With testing, there's a lot of room for improvement. Even though it's available here in the metropolitan areas of Seattle, which has some very large hospital systems, in some rural areas, it's not necessarily available. I was reading that in some rural areas, it can take up to a week or so to get COVID-19 test result back. That's not acceptable if you want to respond appropriately. A patient who is COVID-19-positive can have exposed many, many other individuals who then become positive. A great focus needs to be on more effective testing across the country, and then, I think, there's limited experience in terms of what it means for cancer patients who are actively undergoing cancer treatment, and specifically bone marrow transplant patients. This experience is still evolving, and there have only been a few reports that start answer some of many questions. It appears though that if you have a cancer patient who gets chemotherapy, it's not an inevitable death sentence if they contract COVID-19. I think it certainly increases the risk of mortality, but that depends also on how sick the cancer patient is overall, what type of chemotherapy the patient is getting, and what's the underlying diagnosis. For bone marrow transplant patients who get allogeneic transplants, we're still learning how big of a problem it is if the patient contracts COVID-19. Is a COVID-19 infection in these patients creating insurmountable problems or can they deal with it? It certainly increases the risk of dying from COVID-19, but it's not an inevitable death sentence. I think we’re learning, and we have learned a lot in the last few months.
TARGETED ONCOLOGY: Do you have any key messages you would like to share?

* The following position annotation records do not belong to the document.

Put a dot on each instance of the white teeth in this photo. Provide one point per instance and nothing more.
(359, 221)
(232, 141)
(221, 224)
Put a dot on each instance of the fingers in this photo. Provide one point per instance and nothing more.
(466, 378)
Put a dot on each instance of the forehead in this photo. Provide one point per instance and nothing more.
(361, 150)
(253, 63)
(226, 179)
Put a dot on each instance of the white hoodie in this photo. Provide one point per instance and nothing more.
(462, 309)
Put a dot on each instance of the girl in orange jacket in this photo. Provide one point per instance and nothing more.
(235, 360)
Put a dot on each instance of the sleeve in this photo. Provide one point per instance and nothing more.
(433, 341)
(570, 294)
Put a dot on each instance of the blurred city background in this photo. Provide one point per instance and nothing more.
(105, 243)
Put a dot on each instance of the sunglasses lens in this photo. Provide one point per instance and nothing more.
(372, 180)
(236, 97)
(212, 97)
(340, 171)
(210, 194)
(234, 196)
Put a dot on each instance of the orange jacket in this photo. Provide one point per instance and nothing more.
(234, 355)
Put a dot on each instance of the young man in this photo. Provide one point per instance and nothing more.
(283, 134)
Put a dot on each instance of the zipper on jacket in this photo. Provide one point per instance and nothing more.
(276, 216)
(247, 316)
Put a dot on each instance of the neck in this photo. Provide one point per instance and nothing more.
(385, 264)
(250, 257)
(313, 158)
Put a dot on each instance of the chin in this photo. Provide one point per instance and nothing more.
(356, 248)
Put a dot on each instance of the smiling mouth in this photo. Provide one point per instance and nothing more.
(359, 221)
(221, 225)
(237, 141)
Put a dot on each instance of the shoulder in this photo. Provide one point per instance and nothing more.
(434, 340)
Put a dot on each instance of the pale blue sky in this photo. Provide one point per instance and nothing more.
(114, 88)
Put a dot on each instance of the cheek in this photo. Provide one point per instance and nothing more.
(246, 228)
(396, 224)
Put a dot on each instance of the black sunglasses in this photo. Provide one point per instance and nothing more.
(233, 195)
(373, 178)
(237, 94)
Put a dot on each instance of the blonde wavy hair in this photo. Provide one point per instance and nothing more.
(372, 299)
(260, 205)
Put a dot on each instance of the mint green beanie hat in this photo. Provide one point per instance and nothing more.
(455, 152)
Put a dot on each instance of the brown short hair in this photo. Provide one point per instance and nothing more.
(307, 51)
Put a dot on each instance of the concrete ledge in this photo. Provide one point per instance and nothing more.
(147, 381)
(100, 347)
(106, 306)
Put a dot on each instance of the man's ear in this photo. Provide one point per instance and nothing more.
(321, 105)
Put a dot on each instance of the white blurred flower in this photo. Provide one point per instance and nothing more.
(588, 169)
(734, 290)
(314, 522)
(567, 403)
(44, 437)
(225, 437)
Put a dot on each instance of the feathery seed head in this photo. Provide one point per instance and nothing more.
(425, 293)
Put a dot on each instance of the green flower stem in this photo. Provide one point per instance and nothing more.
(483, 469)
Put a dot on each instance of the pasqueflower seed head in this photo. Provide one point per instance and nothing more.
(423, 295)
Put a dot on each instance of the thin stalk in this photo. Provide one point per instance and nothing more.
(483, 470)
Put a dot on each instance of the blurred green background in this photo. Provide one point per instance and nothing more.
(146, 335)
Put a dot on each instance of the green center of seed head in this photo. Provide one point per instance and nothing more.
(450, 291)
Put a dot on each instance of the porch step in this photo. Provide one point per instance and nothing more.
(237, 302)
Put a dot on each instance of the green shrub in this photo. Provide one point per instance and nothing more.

Mielcarek: I think people should pay attention to recommendations from scientists. We're all in this together, and we have to be thoughtful in terms of how and when we treat our cancer patients during COVID-19. We want to treat those who urgently need treatment right away, but we don't want to rush into treatment. We also understand, of course, that delaying cancer treatment too much can cause significant problems that can lead to losing the opportunity to get effective treatment. Therefore, I think it's a very intricate balance between delaying and not delaying treatment in these challenging times. We have learned how to approach it, and it will help us when the next wave arrives.